Last updated: September 17, 2023
Article
Artist-in-Resident 2023
Jacek Smolicki
"One Step at a Deep Time" a Soundwalk composition for the ecotones of Canaveral National Seashore.
One Step at a Deep Time (http://para-archives.on-going.net/onestepatadeeptime/)
Sounds spill, permeate, cross boundaries and transgress borders.
You are in an ecotone, a place and time where different ecosystems collide. Tone comes from the Greek tonos, meaning tension. Eco from oikos, meaning home. Translated literally, ecotone means a home of tension. But tone also belongs to the realm of acoustics. It refers to the pitch, quality, and intensity of sound. Tone can also be an attitude towards something or someone, as in writing and speaking tone. Tone emerges in between. From the acoustic perspective ecotone would mean not a home of tension but a home of sound, a sonic environment.

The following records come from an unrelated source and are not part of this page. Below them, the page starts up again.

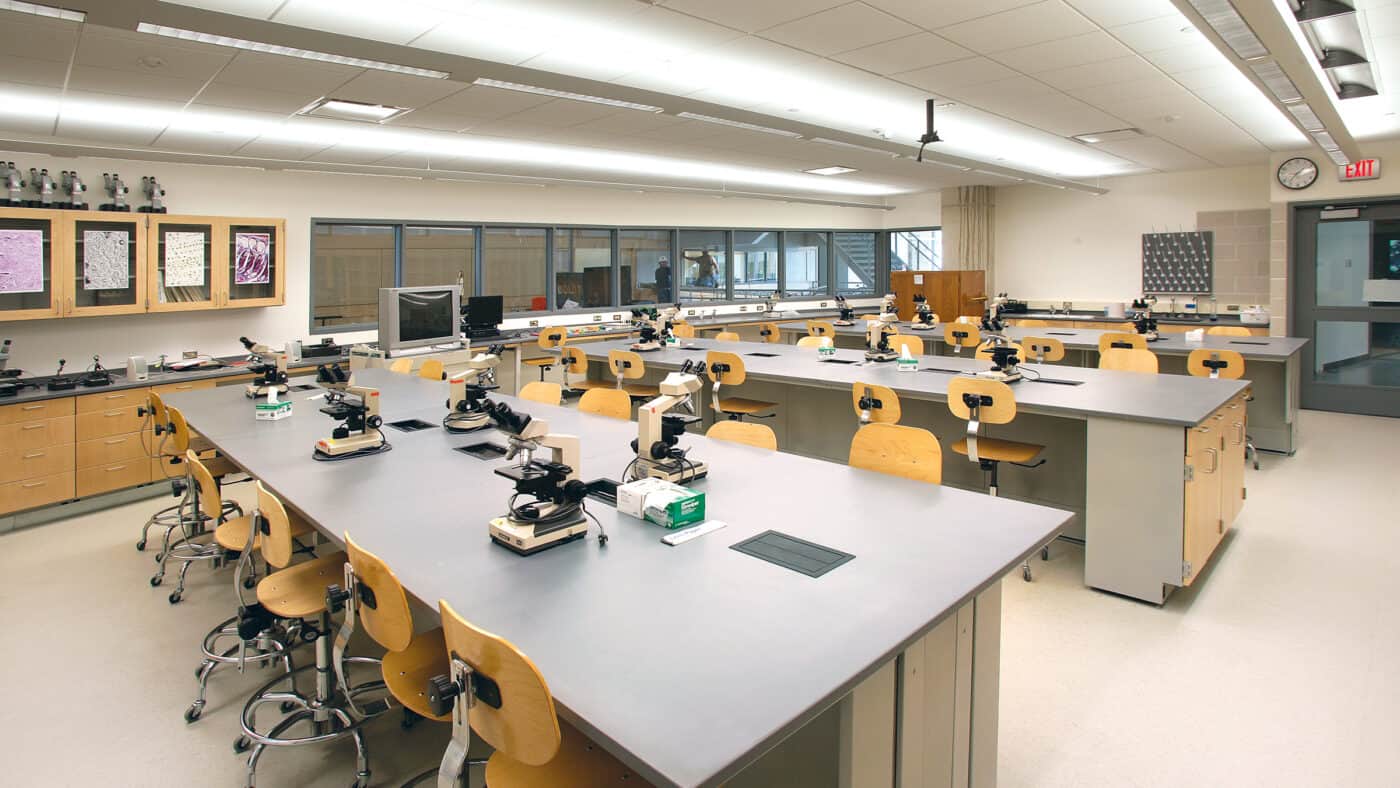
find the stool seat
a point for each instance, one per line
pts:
(406, 672)
(300, 589)
(578, 762)
(1001, 451)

But do sounds have homes? Can they be pinned to one location, event, phenomenon? Aren’t sounds ephemeral, always in motion, emerging in between, as relations?
My name is Jacek Smolicki, and during my stay here at Canaveral National Seashore as a Soundscape Field Station resident in early 2023, I experienced this unique environment as an ecotone, a home of multiple tensions expressed in sound. I listened to, recorded, and imagined the fleeting situations when sounds encounter and disrupt one another. I was staying not too far from where you are walking now, in a historic house once inhabited by Doris Leeper, an artist, environmentalist and activist. A visionary. Without her efforts to bring together often polarized views of local politicians and communities, the natural habitats that surround you would have likely been replaced by rows of houses, tourist resorts, restaurants and golf courses. Consequently, the sounds of wildlife you can still hear today if you pay attention, would have probably been overtaken by human-generated noises. My stay at Doris Leeper’s house was a lesson in an ecotonal listening, thinking and living.
Regardless of how thoughtfully designed and insulated, houses like the one I inhabited in the park do not set boundaries between the inside and the outside. They invent the inside and the outside. The safe and the monstrous. The native and the invasive. Judging by traces and direct encounters with wildlife, many animal species had occupied the house. Mice, geckos, wasps, snakes, moths. Some of them lived around the house and the fringes of the building, occasionally moving in and out as if the house was porous, hollow, or even invisible. My presence there got in the way of the life patterns of those different critters. From their perspective, I was the invasive species. But at the same time, my encounters with the wildlife taught me that invasiveness is an increasingly problematic term for describing relationships among living entities, especially considering that with climate change accelerated by human activities, in order to survive, many forms of life need to move to another place. Or invade.
Staying in the park made me rethink the term ecotone. I no longer perceive it in terms of tensions between local ecosystems. Instead, I think of it more broadly. A local ecosystem is not merely affected by other ecosystems nearby, but also distant ones. Think of seabeans and plants that travel long distances pushed by natural forces or human activities, on container ships, for example. Think of hurricanes destroying certain ecosystems and relations among species, while configuring new ones. Think of colonialism. Its effects continue to determine the configuration of species, landscapes and soundscapes in this and many other parts of the world. Ecotone is hence not just a spatial phenomenon but also one that concerns time, even deep, geological time. The tensions of today are the result of past events. Similarly, our activities today will create tensions in the future.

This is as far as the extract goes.